We've always been sending shuffles to the backend. We just generated the shuffles in CGBuiltin instead of the header.

I'm not sure I like completely losing the type system on the immediate. Theoretically with the code in CGBuiltin we could at least get a truncation warning if the immediate was larger than a byte. Though I'm not sure that warning is on by default. Really I wish we could check the immediates for illegal values on all of these macros and deliver nice messages to the user. I think gcc does check a lot of them.

We've always been sending shuffles to the backend. We just generated the shuffles in CGBuiltin instead of the header.

Hi Craig, yes, I was hoping that this patch would get us to the point that we could get rid of even that - or is the CGBuiltin stage good enough do you think?

I'm not sure I like completely losing the type system on the immediate. Theoretically with the code in CGBuiltin we could at least get a truncation warning if the immediate was larger than a byte. Though I'm not sure that warning is on by default. Really I wish we could check the immediates for illegal values on all of these macros and deliver nice messages to the user. I think gcc does check a lot of them.
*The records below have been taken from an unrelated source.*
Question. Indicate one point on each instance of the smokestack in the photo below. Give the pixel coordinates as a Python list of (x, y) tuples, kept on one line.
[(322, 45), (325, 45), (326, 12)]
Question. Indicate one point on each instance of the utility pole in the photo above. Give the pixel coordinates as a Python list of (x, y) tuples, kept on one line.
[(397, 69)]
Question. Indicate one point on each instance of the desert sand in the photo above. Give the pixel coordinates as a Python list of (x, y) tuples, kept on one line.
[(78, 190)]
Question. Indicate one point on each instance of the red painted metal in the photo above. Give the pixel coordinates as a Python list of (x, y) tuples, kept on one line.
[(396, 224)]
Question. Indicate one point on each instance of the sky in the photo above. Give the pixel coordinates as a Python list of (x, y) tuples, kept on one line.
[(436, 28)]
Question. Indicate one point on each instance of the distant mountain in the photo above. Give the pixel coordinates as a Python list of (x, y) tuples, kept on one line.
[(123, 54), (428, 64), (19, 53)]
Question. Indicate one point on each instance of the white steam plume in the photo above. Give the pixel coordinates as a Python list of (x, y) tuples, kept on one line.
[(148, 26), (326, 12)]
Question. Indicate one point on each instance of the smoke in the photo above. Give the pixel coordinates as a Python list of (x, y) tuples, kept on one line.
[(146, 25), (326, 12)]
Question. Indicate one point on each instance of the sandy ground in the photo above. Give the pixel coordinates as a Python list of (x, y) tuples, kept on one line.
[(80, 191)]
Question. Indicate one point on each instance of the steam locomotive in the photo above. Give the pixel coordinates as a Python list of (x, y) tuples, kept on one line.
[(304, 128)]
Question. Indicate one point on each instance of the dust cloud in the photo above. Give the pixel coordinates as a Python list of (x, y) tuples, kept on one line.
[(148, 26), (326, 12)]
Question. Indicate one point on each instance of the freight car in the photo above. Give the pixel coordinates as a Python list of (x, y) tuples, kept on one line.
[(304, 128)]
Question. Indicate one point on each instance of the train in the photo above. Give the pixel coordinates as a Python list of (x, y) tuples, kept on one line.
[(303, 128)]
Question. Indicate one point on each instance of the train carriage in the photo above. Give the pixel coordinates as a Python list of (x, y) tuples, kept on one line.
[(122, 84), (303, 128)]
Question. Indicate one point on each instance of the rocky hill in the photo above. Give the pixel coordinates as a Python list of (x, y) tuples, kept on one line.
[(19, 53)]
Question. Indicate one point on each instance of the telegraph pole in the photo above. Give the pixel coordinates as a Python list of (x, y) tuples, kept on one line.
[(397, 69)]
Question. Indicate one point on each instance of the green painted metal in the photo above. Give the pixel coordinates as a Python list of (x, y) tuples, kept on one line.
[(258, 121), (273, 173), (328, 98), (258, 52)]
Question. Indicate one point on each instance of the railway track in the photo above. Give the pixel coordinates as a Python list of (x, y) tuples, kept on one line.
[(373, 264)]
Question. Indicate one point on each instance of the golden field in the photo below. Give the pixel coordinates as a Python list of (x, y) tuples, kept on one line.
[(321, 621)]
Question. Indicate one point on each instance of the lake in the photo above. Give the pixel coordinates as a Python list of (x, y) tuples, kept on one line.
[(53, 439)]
Short of adding static_assert I'm not sure of the best way of doing this. We're in a position at the moment of having some of the intrinsics already converted over to pure __builtin_shufflevector implementations despite having a similar problem - the slldq/srldq byte shifts come to mind which are pretty similar to alignr.

RKSimon abandoned this revision.Mar 29 2015, 4:19 AM

Abandoning this ticket - as Craig said we're creating shuffles internally which is good enough.